Así era cada día. Y así sería hoy porque si esperaba diez minutos «su chico favorito» pasaría corriendo por delante de la tintorería, del bar, del garaje, de la colchonería, de la tienda de móviles, del quiosco de prensa, la peluquería, el otro bar y, en segundos, la panadería. Su panadería. Ocurrió lo que tenía que pasar, abrió la puerta, sonaron las campanillas, observó de reojo su altar venido abajo y, tras un sonoro buenos días entre exhalaciones, Matilde seleccionó el pan, cogieron las dos magdalenas integrales del interior y lo metieron todo en una bolsa de papel.

—¿Qué ha pasado aquí? —preguntó con una sonrisa de medio lado.

—Nada, que eres un terremoto y se me ha desmoronado tu retablo.

—Eres una friki. Eso te pasa por hacerme altares de pan —añadió riéndose.

—¡Qué dices! Toma, niño, lo tuyo. Que vaya bien el día —dijo Matilde victoriosa.

Y Matilde recibió sus dos besos y sus mejores buenos días. Yo me quedé paralizada en la esquina de las mermeladas con ganas de llorar y de decirle: «Soy yo, soy yo, soy yo, soy yo, la loca, la desquiciada, la que ha perdido la razón, la que te siguió por la noche, la del portal, la que te mira… Soy yo, Marcos, Marcos, soy la mujer del otro día».

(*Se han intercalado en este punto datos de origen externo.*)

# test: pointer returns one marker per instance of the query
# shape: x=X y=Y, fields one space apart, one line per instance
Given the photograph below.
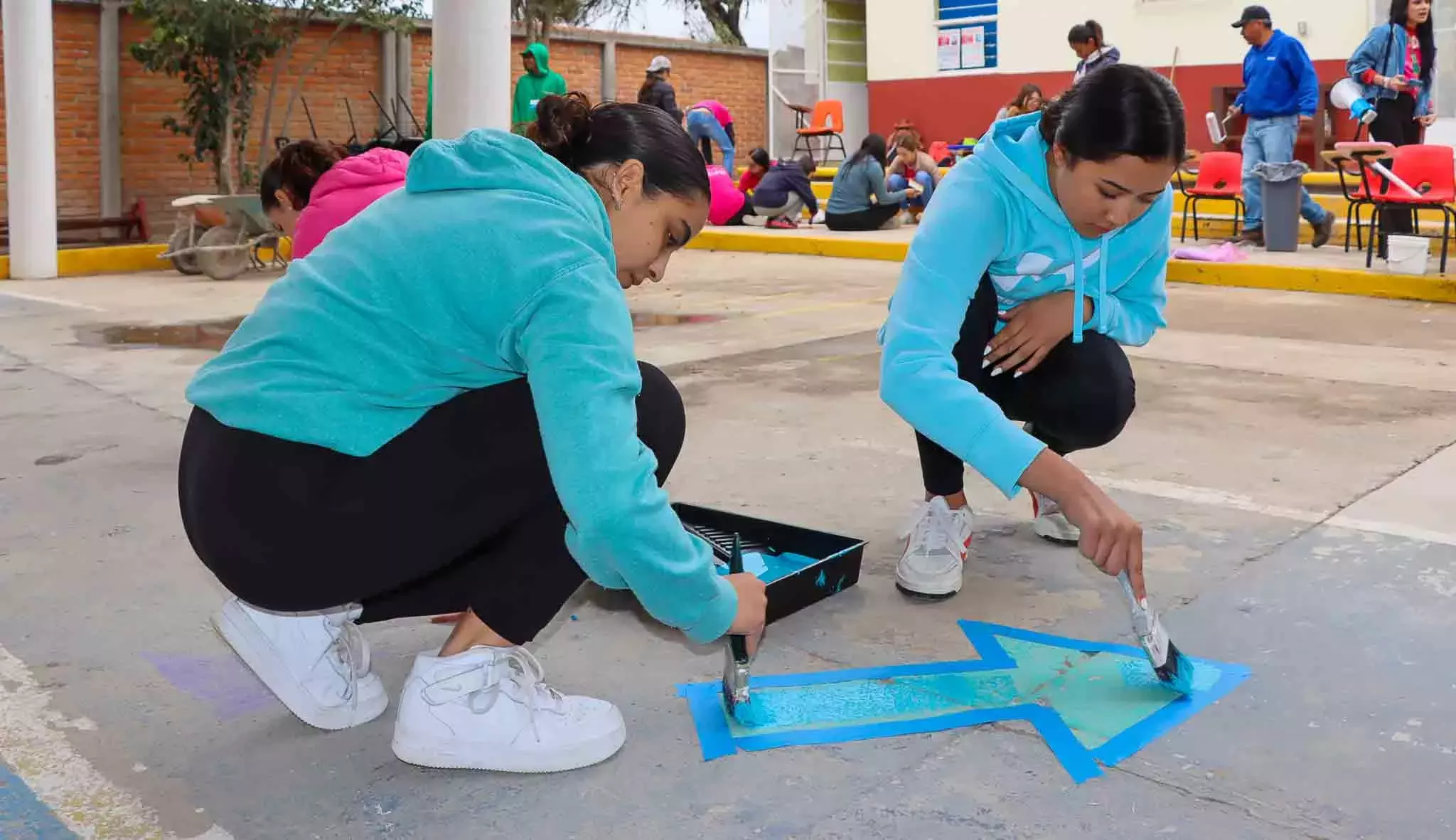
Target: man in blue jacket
x=1280 y=94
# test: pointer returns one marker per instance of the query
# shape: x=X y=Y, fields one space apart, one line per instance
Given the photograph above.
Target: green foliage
x=216 y=48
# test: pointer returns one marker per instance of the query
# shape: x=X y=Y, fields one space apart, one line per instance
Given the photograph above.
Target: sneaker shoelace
x=348 y=656
x=522 y=669
x=932 y=529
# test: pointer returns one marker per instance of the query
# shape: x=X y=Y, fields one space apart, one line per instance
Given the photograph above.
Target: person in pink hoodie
x=725 y=204
x=311 y=188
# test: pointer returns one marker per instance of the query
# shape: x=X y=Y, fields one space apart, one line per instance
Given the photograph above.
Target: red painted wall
x=954 y=107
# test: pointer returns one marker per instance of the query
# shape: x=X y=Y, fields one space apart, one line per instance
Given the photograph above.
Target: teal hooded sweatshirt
x=494 y=262
x=995 y=214
x=532 y=87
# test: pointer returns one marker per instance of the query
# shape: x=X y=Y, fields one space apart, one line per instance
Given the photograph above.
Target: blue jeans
x=702 y=124
x=1273 y=140
x=899 y=182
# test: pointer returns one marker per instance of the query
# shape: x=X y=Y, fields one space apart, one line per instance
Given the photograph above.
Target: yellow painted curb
x=771 y=242
x=109 y=260
x=1320 y=280
x=1235 y=274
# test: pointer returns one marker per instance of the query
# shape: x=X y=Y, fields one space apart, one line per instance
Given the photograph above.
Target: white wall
x=1034 y=33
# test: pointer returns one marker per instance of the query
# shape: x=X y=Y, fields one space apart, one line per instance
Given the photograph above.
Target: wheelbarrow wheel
x=186 y=262
x=232 y=258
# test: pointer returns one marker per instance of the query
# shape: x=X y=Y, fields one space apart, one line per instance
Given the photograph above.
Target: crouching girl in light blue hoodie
x=1039 y=257
x=440 y=411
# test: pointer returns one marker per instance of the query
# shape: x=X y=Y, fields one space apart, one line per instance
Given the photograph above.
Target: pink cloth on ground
x=719 y=111
x=724 y=198
x=1222 y=252
x=341 y=193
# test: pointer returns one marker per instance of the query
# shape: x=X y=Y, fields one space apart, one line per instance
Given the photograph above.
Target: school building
x=947 y=66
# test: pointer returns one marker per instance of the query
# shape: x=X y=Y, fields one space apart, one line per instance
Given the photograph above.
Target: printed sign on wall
x=948 y=48
x=973 y=47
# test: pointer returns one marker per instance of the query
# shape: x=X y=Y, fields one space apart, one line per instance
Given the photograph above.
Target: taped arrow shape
x=1093 y=702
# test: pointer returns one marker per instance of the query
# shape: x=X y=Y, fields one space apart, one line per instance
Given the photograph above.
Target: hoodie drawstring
x=1076 y=289
x=1079 y=286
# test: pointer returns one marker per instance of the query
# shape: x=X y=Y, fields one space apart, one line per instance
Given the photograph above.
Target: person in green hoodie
x=440 y=411
x=537 y=82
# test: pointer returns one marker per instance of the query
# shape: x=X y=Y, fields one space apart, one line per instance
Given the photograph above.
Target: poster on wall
x=973 y=48
x=948 y=48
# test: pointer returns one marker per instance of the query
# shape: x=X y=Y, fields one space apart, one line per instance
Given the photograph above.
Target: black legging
x=1078 y=398
x=872 y=219
x=458 y=511
x=1396 y=124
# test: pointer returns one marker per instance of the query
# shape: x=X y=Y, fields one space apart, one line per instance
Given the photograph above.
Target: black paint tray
x=825 y=564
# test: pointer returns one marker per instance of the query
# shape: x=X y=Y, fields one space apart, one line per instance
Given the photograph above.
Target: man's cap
x=1254 y=14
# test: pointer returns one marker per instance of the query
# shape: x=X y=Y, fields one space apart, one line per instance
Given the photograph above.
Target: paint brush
x=1171 y=666
x=737 y=660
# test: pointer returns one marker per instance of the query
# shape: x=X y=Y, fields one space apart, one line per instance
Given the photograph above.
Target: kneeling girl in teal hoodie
x=439 y=411
x=1039 y=257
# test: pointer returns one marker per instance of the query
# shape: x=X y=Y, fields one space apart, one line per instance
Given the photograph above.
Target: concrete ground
x=1290 y=459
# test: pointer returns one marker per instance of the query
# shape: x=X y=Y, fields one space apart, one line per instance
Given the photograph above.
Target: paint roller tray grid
x=801 y=565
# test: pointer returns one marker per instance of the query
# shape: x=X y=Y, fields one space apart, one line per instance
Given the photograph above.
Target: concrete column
x=387 y=76
x=609 y=70
x=405 y=86
x=29 y=119
x=109 y=118
x=472 y=57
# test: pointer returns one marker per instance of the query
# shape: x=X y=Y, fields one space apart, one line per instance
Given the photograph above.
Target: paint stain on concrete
x=57 y=459
x=641 y=319
x=197 y=335
x=226 y=685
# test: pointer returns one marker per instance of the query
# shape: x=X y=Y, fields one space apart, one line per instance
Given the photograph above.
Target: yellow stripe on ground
x=1236 y=274
x=109 y=260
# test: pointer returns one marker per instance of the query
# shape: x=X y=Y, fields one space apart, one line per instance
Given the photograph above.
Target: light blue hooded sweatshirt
x=494 y=262
x=995 y=214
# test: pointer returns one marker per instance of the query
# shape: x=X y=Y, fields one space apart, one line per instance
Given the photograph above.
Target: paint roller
x=737 y=663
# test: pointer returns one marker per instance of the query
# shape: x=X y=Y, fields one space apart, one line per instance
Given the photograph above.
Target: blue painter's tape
x=718 y=740
x=23 y=816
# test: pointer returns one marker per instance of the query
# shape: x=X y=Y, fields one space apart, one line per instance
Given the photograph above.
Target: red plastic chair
x=828 y=121
x=1432 y=172
x=1219 y=176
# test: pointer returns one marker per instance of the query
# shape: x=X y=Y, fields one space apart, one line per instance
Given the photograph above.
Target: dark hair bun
x=562 y=127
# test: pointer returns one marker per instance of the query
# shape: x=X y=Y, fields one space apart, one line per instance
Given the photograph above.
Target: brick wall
x=77 y=111
x=152 y=165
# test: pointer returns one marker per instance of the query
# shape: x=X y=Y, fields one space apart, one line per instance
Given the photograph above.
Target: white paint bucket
x=1407 y=254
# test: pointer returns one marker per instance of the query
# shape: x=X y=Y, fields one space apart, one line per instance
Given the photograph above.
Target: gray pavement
x=1289 y=457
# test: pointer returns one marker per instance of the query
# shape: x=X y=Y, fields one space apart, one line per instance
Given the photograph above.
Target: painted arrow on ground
x=1093 y=702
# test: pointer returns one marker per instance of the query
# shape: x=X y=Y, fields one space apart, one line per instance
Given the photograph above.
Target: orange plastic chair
x=828 y=121
x=1432 y=172
x=1219 y=176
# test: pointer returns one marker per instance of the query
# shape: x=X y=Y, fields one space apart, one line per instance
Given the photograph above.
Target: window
x=965 y=34
x=1443 y=87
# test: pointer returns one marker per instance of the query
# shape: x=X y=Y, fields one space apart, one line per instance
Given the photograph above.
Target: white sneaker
x=1050 y=523
x=315 y=663
x=935 y=552
x=488 y=709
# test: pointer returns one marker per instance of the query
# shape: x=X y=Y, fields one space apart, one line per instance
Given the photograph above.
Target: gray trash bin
x=1282 y=194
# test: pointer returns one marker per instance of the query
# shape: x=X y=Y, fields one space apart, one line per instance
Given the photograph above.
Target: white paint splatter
x=34 y=744
x=1439 y=581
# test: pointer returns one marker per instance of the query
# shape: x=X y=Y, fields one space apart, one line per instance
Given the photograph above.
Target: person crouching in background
x=312 y=188
x=783 y=194
x=911 y=164
x=759 y=164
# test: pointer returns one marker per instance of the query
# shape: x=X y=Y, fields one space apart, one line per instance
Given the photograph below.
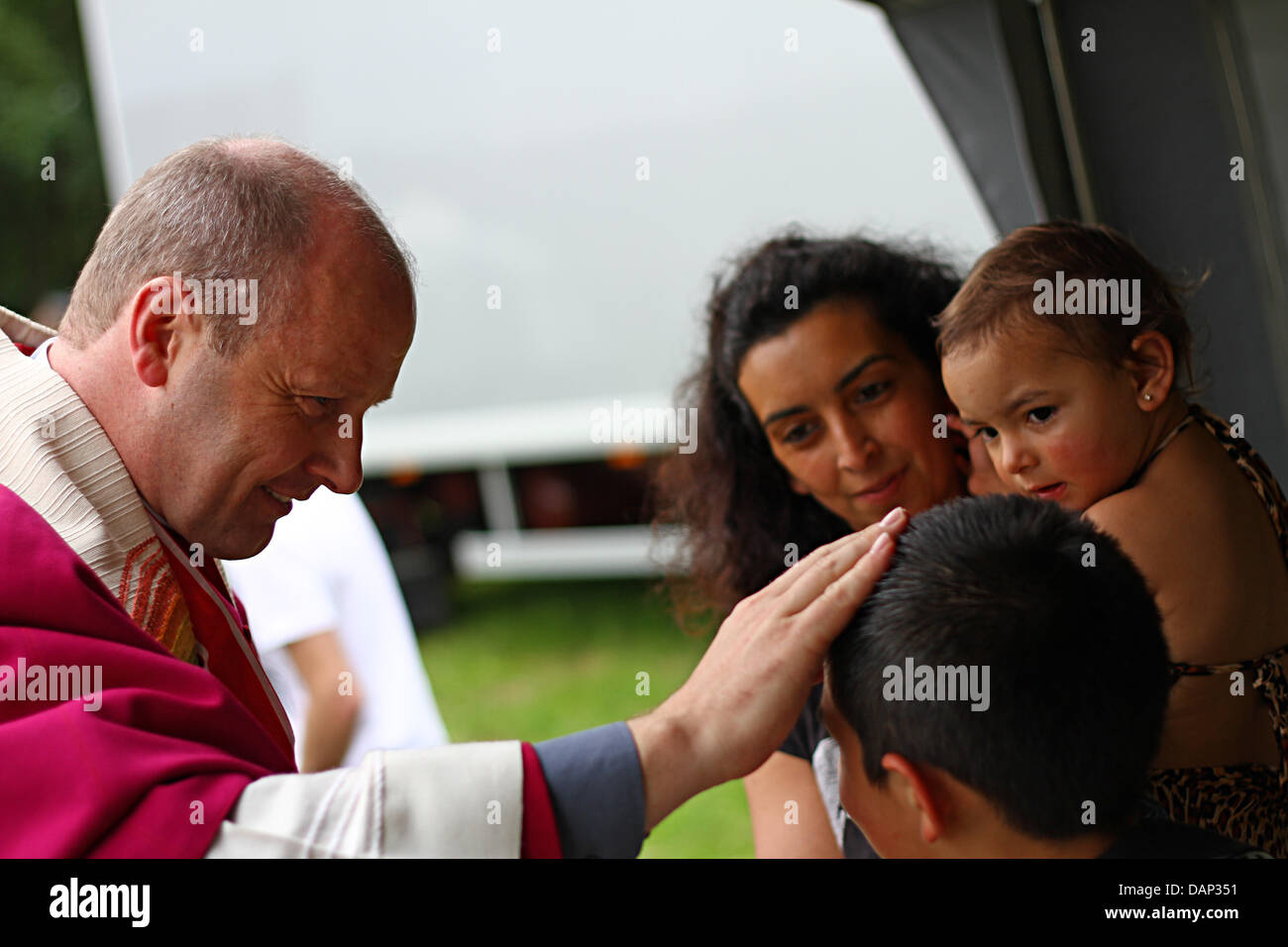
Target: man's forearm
x=671 y=768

Me quedé arrinconada sin abrir la boca. Agarrotada en la pared. Tenía el cuerpo más recio de lo que imaginaba, era más alto a la luz del día, aparentaba más espigado que aquella noche que le seguí de madrugada cuando se retiraba de la fiesta. Desde el día de la epifanía en la Gran Vía había imaginado muchas veces cómo sería el momento de verle de cerca. Pero, aun habiendo barruntado las mil y una maneras de arrimarme a él, no pude reaccionar. La visión duró los segundos que tardó en abrir la puerta, recoger su encargo, dar los dos besos —equivocados— y caminar a la puerta. Metí torpemente la mano en mi bolsillo donde tenía la foto del cine y la retorcí. Cuando emprendió la salida, volví a aturullarme.

—Espera —le dijo Matilde.

En medio de aquella atmósfera de panes y guiños sentí una punzada en el corazón que volvió a detenerme.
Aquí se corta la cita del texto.